The SAS INDEX function is used to search for a specified string of characters. If any match is found, INDEX function returns 0 or the position of the first occurrence of the string’s first character.A
The basic INDEX function has 2 arguments, source and excerpt. The source is the character string variable or expression in which you would like to search and the excerpt is the character string that you want to search within the source.
INDEX function has two variations – INDEXC and INDEXW, and you need to decide which one to use on which scenarios. Typical usage of the SAS INDEX function is to find things in a character variable. This article covers the INDEX, INDEXC and INDEXW functions and helps you to understand the concepts and the different use cases of the INDEX function.

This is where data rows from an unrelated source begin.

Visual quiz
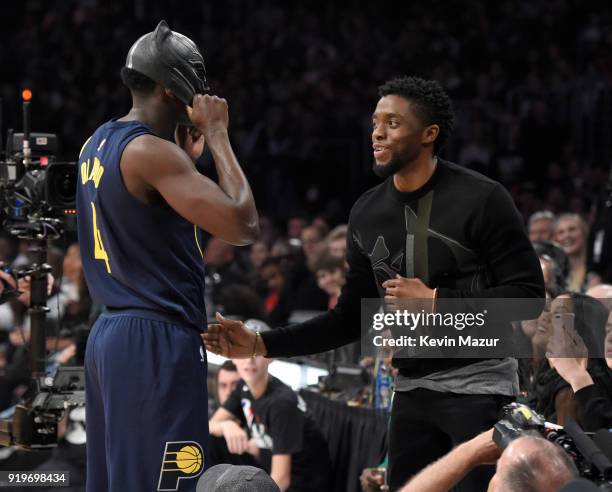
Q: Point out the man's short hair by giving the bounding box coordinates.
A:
[217,360,238,374]
[503,436,578,492]
[378,76,455,154]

The INDEX function searches the source string, from left to right, to find the first occurrence of the string specified in the excerpt, and returns the position in the source of the string’s first character.
If the string is not found in the source, INDEX returns a value of 0. If there are multiple occurrences of the string, INDEX returns only the position of the first occurrence.

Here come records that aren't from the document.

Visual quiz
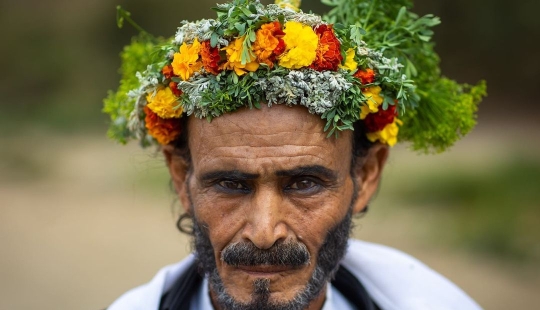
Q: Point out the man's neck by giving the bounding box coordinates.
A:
[208,283,328,310]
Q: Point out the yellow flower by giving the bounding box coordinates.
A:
[171,39,202,81]
[276,0,300,12]
[279,21,319,69]
[360,86,384,119]
[222,36,259,76]
[146,87,182,118]
[366,118,403,146]
[339,48,358,71]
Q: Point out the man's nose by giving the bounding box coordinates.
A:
[242,188,288,249]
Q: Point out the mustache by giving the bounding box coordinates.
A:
[221,242,310,267]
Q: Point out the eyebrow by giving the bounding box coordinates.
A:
[276,165,337,180]
[200,170,259,182]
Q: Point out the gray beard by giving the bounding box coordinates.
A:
[193,208,354,310]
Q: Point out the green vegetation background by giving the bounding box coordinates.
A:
[0,0,540,262]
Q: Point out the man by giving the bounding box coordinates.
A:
[106,1,486,310]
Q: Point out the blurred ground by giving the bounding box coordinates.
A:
[0,119,540,310]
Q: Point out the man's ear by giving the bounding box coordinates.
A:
[163,145,191,214]
[353,143,389,214]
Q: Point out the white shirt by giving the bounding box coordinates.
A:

In the below example, the INDEX function is used to find the position of ‘o’ in the source string – ‘Hello World’.
data _null_; s='Hello World'; p='o'; a=index(s, p); put a=; run;
Note the INDEX function returns the position of the excerpt’s first character the first time it is found and so it returns 5.

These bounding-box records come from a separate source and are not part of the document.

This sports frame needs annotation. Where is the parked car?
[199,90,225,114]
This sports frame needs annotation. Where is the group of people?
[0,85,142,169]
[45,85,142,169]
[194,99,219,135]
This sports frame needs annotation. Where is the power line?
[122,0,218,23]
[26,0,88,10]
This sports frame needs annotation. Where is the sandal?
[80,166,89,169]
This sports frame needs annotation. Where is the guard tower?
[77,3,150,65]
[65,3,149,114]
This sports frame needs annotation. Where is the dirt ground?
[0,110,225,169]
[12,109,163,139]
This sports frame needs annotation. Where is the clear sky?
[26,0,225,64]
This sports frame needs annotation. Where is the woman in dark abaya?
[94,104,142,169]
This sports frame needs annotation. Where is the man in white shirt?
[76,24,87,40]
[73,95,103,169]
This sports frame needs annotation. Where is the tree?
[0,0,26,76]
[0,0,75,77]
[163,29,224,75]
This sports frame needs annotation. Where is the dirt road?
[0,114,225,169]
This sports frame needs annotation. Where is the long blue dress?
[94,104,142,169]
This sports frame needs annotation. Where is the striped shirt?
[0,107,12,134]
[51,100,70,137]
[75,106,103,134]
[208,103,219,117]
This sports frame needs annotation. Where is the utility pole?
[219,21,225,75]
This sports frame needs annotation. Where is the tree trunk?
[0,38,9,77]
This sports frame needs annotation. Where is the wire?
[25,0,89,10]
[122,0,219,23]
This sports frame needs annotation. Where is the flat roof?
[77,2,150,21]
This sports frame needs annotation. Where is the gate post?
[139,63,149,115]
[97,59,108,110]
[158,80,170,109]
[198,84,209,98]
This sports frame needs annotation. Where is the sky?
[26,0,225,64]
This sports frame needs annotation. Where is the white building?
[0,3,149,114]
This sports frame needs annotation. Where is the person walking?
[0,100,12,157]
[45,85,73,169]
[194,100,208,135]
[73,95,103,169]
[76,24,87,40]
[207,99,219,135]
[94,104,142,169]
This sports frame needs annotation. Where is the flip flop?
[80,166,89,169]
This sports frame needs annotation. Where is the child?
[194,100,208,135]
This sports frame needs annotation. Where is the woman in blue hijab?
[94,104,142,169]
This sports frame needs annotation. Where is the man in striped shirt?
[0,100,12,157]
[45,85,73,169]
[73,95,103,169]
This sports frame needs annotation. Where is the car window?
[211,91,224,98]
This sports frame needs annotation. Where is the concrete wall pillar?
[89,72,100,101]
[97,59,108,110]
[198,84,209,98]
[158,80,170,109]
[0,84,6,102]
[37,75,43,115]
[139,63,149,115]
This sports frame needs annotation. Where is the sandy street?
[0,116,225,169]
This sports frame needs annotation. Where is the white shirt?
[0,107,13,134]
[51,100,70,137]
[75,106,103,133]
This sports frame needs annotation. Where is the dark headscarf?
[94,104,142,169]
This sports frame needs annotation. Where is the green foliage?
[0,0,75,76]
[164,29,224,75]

Index Function in a SAS dataset
The INDEX function can also be used to search variables within a SAS dataset. In the SASHELP.CARS dataset, the MODEL variable contains car model names.
Let’s say for example you would like to know if the word “manual” occurs within the MODEL variable.
data find_manual; set sashelp.cars(keep=model); manual=index(model, 'manual'); run;
Ignoring case when using the INDEX function
Index function is a case sensitive search. So if you are not sure about the case in the source string, you can use the UPCASE or LCASE function with the INDEX function to ignore the case while performing the search. The UPCASE function temporarily converts the variable model to uppercase and then is used by the index function to search for the key phrase – ‘MODEL’
data find_manual; set sashelp.cars(keep=model); manual=index(upcase(model), 'MANUAL'); run;
Removing Trailing Spaces When You Use the INDEX Function with the TRIM Function
If you use INDEX without the TRIM function, leading and trailing spaces are considered part of the excerpt argument. If you use INDEX with the TRIM function, TRIM removes trailing spaces from the excerpt argument as you can see in this example. Note that the TRIM function is used inside the INDEX function.
data _null_; a = ' Hello World'; x = index(a,'o'); y = index(strip(a),'o'); put x= y=; run;
If there are leading or trailing spaces in the search string use the Index function as below.’
data _null_; a = 'Hello World'; b = ' o'; x = index(a,b); y = index(a,strip(b)); put x= y=; run;
Searches a character expression for any of the specified characters, and returns the position of that character.
The INDEXC function searches for the first occurrence of any individual character that is present within the character string, whereas the INDEX function searches for the first occurrence of the character string as a substring. The FINDC function provides more options.
INDEXC(source-string, excerpt1<, …excerpt-n>)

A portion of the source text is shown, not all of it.